At the time Mrs. Campbell had Fawn and White Indian Runner ducks as well as Rouen ducks. Indian Runner ducks are known to be very good egg layers. The Rouen has a nice sized body as her goal was to create a duck breed that would lay a great number of eggs and have a large body for good meat.
The cross of the Indian Runner ducks and the Rouen created the first Campbell ducks. These ducks went on to become one of the world’s greatest egg laying ducks. They will lay between 250 to 340 large eggs that are known for the exceptional flavor and texture. They also have sought after meat that is of good quality and is really tasty.
Originally these first Campbell ducks were introduced to English society in 1898. But these Campbells did not have a very good feather coloring and were said to resemble Mallards that color was poor and maybe a bit faded.
In the 1800’s around the time, the Campbell was released into society buff colored poultry feathers were the favored color variety.

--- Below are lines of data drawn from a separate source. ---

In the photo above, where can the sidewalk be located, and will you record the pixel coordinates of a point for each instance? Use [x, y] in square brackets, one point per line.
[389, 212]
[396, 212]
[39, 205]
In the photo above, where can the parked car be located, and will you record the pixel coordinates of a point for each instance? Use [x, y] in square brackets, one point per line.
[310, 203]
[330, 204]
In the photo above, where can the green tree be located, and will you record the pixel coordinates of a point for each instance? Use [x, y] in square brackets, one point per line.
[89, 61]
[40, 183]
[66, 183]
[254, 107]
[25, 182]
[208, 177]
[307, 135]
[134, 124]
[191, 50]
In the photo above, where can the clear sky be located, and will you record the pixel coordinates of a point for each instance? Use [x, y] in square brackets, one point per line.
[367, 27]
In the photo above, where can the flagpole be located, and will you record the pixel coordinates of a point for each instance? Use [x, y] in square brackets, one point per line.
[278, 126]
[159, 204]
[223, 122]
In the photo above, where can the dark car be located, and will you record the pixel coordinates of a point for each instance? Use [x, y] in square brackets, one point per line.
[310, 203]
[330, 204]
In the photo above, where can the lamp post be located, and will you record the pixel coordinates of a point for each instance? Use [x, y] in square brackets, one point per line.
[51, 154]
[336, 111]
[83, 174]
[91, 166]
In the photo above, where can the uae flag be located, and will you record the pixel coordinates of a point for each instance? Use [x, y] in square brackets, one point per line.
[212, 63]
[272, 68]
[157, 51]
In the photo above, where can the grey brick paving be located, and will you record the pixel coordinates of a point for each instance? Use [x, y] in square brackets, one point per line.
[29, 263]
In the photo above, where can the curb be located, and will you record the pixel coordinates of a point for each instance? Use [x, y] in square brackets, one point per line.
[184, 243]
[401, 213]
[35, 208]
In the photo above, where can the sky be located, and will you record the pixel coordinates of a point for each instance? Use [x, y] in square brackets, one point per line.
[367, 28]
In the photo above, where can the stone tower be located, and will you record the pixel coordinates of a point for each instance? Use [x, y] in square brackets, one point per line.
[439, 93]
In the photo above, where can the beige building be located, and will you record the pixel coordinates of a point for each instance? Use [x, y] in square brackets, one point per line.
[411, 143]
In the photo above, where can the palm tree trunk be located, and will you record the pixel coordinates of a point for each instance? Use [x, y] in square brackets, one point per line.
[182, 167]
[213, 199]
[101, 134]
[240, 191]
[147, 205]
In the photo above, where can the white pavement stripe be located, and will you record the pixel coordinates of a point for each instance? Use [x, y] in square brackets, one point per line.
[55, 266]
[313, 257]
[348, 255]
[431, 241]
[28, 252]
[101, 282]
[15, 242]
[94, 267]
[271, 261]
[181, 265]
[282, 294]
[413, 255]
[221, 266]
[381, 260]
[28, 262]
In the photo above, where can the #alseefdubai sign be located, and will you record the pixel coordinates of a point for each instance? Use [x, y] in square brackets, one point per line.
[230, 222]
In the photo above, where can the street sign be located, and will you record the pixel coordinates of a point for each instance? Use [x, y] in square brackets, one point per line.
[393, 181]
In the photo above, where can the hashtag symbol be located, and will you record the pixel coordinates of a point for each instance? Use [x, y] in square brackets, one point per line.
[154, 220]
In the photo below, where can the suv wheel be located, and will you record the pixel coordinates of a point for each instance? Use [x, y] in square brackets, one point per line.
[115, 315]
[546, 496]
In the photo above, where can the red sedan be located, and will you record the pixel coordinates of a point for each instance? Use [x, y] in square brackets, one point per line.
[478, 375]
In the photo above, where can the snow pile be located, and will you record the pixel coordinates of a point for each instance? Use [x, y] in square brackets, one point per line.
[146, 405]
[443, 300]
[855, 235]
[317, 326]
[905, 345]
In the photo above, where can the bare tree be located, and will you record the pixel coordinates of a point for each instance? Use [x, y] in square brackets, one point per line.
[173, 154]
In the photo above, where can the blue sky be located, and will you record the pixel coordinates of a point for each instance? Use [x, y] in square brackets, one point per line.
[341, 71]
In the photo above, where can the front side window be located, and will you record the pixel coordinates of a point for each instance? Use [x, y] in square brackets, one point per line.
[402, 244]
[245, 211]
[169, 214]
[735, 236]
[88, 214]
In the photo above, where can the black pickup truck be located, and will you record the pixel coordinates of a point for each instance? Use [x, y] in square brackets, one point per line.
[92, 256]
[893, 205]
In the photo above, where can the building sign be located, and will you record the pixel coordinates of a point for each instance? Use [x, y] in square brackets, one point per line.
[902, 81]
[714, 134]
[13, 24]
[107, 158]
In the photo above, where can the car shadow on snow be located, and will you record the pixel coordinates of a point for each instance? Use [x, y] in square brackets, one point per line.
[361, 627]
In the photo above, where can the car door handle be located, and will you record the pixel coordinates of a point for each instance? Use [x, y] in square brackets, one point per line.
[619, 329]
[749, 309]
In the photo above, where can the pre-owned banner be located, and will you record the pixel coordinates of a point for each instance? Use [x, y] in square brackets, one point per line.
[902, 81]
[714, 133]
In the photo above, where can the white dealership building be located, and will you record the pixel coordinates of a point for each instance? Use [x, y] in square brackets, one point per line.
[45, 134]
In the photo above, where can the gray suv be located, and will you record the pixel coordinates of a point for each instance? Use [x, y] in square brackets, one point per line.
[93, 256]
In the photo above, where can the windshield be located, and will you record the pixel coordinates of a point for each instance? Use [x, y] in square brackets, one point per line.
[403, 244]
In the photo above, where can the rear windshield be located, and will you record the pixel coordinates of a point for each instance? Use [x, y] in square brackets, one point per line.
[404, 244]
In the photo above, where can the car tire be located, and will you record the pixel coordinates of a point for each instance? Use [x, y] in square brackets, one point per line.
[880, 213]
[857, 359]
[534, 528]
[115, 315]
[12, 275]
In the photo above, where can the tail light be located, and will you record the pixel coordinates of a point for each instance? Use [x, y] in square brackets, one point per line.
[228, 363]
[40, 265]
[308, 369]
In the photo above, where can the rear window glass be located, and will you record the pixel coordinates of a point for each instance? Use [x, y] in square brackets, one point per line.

In an attempt to give her Campbells a makeover and better coloring Mrs. Campbell crossed these Campbell ducks with her Penciled Runner ducks. The result was the unique coloring of the Khaki Campbell. Not quite buff and not quite fawn or brown. The coloring of the ducks reminded Mrs. Campbell of the uniforms worn by the military back them. So the new color variations of the Campbells were named Khaki Campbells after the soldier’s uniforms.
The first Campbells were imported to the United States in 1929. There were accepted into the Standard of Perfection by the American Poultry Association in 1941. Although there are a few color varieties of the Campbell only the Khaki variety is recognized by the American Poultry Association.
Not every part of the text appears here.